Oía su voz en segundo plano, no sabía que era lo que le decía y aunque de seguro era algo importante, el dolor le impedía prestar atención en otra cosa que fuera sí mismo. Había tanto ruido pero era como si tuviera audífonos que lo aislaban de los demás, la respiración le pesaba y la cabeza le punzaba en cada paso que daba por aquellos largos pasillos; solo oía el tambor de su corazón mientras se sentía como un niño desolado en su propio abandono.

Una mano se aferró de su brazo, apretando su extremidad con fiereza al punto de enterrar su uñas en su piel acaramelada. El aire se soltó fuera de sus pulmones, si algún hombre dijo que el amor era felicidad, no era un hombre sabio porque jamás le había dado nombre a un sentimiento tan doloroso como aquel; entonces, una cabeza reposó en su brazo mientras avanzaban.

Dylan.

La amabilidad no era lo suyo, no realmente, era un hombre bárbaro, un verdugo cruel que acechaba en su debilidad, asediándolo y llevándolo a los precipicios más acerbosos, aún así no se veía en la facultad de apartarlo porque como el buen veneno, era precioso saborearlo. Era tóxico, insidioso como un ratón y aquella ponzoña solo le perjudicaba su salud mental y física; era peligro y no podía escapar de sus palmas de terciopelo rugoso, de aquellos cabellos taheños, su pesar era aveloriado mientras el sujeto a su lado siguiera aferrándose a él mientras se acercaban al cuarto.

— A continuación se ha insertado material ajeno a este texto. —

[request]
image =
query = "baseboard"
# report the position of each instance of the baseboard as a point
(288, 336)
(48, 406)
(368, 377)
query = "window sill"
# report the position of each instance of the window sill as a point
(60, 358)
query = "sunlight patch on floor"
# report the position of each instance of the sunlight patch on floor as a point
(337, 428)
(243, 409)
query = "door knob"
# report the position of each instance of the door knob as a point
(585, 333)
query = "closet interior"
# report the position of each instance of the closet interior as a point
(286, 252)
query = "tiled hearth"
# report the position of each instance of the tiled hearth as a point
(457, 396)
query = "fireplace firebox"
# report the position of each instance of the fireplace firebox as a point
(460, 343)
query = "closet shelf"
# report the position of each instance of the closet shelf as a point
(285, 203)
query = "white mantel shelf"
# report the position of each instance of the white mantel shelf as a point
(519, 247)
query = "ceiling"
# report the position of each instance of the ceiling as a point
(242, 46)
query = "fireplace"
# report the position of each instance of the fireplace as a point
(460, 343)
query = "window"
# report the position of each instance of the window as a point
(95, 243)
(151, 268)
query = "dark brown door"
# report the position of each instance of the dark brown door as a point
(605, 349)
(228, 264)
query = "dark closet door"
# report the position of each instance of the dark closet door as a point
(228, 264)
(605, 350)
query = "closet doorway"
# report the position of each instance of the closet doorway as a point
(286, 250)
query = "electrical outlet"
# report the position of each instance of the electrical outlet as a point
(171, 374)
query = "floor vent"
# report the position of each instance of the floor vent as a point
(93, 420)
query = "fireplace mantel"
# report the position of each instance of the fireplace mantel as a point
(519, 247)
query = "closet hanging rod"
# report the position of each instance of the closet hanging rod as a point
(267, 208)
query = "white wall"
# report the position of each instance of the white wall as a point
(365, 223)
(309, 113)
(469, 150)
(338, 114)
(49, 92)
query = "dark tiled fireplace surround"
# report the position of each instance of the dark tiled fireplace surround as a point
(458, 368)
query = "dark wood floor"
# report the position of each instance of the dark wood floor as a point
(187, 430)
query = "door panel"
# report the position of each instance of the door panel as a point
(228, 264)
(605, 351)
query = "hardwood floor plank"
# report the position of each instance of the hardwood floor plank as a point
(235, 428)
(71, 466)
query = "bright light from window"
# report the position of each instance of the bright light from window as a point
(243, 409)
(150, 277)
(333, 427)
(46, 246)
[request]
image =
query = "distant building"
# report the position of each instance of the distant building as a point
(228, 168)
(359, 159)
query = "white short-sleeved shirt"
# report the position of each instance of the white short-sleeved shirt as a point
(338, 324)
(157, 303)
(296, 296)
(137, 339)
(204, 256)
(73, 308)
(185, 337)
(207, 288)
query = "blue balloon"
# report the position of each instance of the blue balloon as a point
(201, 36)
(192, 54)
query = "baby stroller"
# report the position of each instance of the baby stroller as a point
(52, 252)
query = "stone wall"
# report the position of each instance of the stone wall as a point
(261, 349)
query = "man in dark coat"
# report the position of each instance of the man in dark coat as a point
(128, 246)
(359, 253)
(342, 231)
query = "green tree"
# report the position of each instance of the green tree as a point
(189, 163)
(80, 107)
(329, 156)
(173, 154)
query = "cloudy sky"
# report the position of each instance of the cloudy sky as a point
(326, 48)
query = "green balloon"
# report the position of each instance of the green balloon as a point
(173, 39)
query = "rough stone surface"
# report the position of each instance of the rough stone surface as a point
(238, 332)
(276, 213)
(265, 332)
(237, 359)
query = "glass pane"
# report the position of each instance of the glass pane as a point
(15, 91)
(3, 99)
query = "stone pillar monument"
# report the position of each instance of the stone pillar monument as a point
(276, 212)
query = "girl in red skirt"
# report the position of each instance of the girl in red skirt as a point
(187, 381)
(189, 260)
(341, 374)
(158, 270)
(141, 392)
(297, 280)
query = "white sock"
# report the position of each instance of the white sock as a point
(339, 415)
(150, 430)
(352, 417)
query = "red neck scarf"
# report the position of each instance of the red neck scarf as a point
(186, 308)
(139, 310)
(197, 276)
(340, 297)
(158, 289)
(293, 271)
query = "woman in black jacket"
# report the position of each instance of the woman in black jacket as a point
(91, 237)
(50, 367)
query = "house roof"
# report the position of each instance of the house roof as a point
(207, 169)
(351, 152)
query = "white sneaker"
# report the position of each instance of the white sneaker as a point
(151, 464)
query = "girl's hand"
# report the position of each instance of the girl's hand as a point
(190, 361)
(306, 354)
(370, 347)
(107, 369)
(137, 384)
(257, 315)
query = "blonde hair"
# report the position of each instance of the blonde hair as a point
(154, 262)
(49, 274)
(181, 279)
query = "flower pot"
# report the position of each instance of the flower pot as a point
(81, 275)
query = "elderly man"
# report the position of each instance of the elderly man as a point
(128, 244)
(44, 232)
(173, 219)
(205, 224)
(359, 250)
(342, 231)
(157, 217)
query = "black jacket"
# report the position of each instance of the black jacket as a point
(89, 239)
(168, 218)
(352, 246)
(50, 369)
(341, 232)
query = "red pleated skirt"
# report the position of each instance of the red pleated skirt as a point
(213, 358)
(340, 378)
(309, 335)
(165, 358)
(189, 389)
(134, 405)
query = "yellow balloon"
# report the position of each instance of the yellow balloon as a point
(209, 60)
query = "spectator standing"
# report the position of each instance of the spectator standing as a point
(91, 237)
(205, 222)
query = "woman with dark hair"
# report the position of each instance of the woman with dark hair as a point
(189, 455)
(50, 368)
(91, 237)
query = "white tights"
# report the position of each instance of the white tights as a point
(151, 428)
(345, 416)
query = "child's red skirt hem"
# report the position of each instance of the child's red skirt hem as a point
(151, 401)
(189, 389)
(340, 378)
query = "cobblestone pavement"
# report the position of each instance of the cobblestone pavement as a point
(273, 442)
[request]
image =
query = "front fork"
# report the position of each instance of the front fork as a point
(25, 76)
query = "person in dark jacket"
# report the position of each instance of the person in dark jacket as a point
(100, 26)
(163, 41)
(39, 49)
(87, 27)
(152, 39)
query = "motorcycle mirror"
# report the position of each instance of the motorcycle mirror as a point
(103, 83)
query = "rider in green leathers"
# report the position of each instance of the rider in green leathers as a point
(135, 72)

Dylan, ¿había persona más cruel?

Casi se sentía en la necesidad de rosigar por todo al ser incapaz de olvidarlo cuando se seguía apareciendo en su camino y sus ojos grisáceos temerosos le pedían con terror que lo acompañara a aquel sanatorio. Era frívolo y ahora se arrepentía de no haberlo sacado de su piel con fuerza al restregarse porque ahora esa salida estaba tan lejos y tan cerca como él lo dispusiera. ¿Quién había osado en llamarlo ángel? Y, ¿bajo qué derecho? Él era inhumano.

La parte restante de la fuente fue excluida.